Putting energy back into Spain’s renewables sector – Watson Farley Williams

A significant reduction in large public and infrastructure projects has helped reignite investor interest in Spain’s renewable energy sector

Recent legislative amendments may have led some investors to question their commitment to the renewables sector in Spain but significant interest remains in the right types of opportunities, say María Pilar García Guijarro and Ignacio Borrego, Partners at Watson Farley & Williams in Madrid.
“There is no doubt that the changes introduced last year to the tariff regime dictating the rates paid to energy producers, notably as they apply to the solar photovoltaic (PV) sector, have brought certain serious financial challenges to many projects.

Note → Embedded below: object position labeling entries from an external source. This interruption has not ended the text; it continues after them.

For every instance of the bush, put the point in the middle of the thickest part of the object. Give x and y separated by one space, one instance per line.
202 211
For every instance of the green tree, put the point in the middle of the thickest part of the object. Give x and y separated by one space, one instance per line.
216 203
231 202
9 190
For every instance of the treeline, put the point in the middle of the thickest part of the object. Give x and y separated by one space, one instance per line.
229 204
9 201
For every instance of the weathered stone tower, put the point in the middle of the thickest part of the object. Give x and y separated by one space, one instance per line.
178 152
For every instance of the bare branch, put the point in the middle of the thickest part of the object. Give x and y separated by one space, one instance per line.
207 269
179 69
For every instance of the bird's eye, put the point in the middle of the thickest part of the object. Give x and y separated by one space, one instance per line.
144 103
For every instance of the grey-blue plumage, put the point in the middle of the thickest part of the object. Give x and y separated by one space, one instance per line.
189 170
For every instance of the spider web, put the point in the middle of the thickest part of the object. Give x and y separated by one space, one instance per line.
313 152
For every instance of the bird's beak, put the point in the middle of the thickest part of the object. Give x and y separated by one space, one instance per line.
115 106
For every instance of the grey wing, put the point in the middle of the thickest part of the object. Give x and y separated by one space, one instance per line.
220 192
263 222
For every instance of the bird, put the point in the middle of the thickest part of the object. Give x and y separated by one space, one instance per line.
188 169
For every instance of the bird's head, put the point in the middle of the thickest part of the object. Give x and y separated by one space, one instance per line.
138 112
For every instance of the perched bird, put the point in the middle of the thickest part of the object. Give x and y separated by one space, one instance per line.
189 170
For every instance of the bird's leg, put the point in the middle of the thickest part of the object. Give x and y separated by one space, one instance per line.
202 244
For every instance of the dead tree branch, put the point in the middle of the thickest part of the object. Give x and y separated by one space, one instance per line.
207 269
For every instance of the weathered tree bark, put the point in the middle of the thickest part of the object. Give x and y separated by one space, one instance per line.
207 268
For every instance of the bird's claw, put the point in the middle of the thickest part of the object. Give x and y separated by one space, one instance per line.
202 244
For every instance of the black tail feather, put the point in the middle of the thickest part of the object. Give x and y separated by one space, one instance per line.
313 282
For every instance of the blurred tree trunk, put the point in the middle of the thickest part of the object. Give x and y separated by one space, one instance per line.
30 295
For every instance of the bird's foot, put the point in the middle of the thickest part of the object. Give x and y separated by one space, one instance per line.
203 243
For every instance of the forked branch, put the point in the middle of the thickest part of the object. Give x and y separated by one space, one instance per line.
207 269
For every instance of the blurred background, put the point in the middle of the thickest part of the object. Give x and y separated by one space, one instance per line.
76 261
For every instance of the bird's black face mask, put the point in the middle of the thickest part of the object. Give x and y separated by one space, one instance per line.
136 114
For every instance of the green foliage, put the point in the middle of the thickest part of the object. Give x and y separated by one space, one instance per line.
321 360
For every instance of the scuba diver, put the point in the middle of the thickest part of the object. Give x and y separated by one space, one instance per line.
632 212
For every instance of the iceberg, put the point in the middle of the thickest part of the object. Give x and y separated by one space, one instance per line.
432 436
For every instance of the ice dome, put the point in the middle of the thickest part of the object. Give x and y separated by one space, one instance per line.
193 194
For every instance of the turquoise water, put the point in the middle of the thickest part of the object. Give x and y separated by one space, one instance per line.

However we continue to see interesting investment opportunities in the primary and secondary market and operators continue to see growth potential in this and other areas of renewable energy production,” says García.
Spain is among the largest producers of solar power in Europe and its leading energy companies are now expanding and developing projects around the world. But the legislative changes introduced in December have raised questions about the commitment of the Government to the sector. The tariffs payable to new PV producers have been reduced by up to 45 percent, while further legislation at the end of 2010 retroactively limited the number of production hour subsidies for even existing PV plants.
The reduction in production hours equates to a revenue reduction of up to 30 percent of the sector trade body, Asociacion Empresarial Fotovoltaica (AEF) has stated.
“The tariff change has proved to be very contentious, several appeals are already filed before the Courts and others are pending. It seems that this change progressed through Parliament in part because of the persistent perception among many in the legislature that PV production has an impact on the tariff deficit. However, there are legal arguments against such retroactive changes,” says Borrego.
A further factor behind the legislative turnaround was the vast over supply of PV projects, he says. When the previous tariff change was introduced in 2007 the Government predicted the development of 350MW of PV production. By 2008 around 3,000MW was already under development.

“There proved to be a significant lack of co-ordination between the central Government that set the tariffs and the regional Governments that encouraged the development of new production plants. At a national level no thorough tracking existed and there were also some uncertainties about the permitting process. The existence of robust permit due diligence has become of great importance, due to the inspections carried out by the Spanish central regulator.”
One further outcome of the changes has however been a greater diversification focus towards new and traditional areas of renewable production investment, says García. “We have seen an upturn in M&A activity among more sophisticated investors who are still looking at the PV sector – the most efficient PV plants remain attractive even with the tariff reductions – as well as at other renewables technologies, such as wind, biomass, and mini-hydro. Several wind tender processes are being carried out by Spanish regional authorities, simultaneously with significant sales of large renewables portfolios.”
Also, many thermal-solar projects may be testing grounds for new technologies. The reliability and consistency of solar thermal energy output means that major energy investors are placing importance on developing new projects.
“Thermal-solar plants may currently be more costly than PV, around €300m for a 50MW plant, but they are more efficient and have the ability to store energy which means they can feed excess production into the grid. This is a significant difference in efficiency relative to both PV and wind production,” she adds.
Protermosolar, the industry trade body, predicts that by 2013 Spain may have 60 operational thermal-solar plants producing a combined output of 2,500MW. Nonetheless there is pressure on the sector, cautions Borrego. Once registered, projects must begin operating within 36 months.
“Concerns remain over the potential for future tariff changes but there is now greater co-ordination between the regional and central authorities, while the size, scale and complexity of thermo-solar projects also act as brakes on over-production. It remains the domain of sophisticated operators and investors.”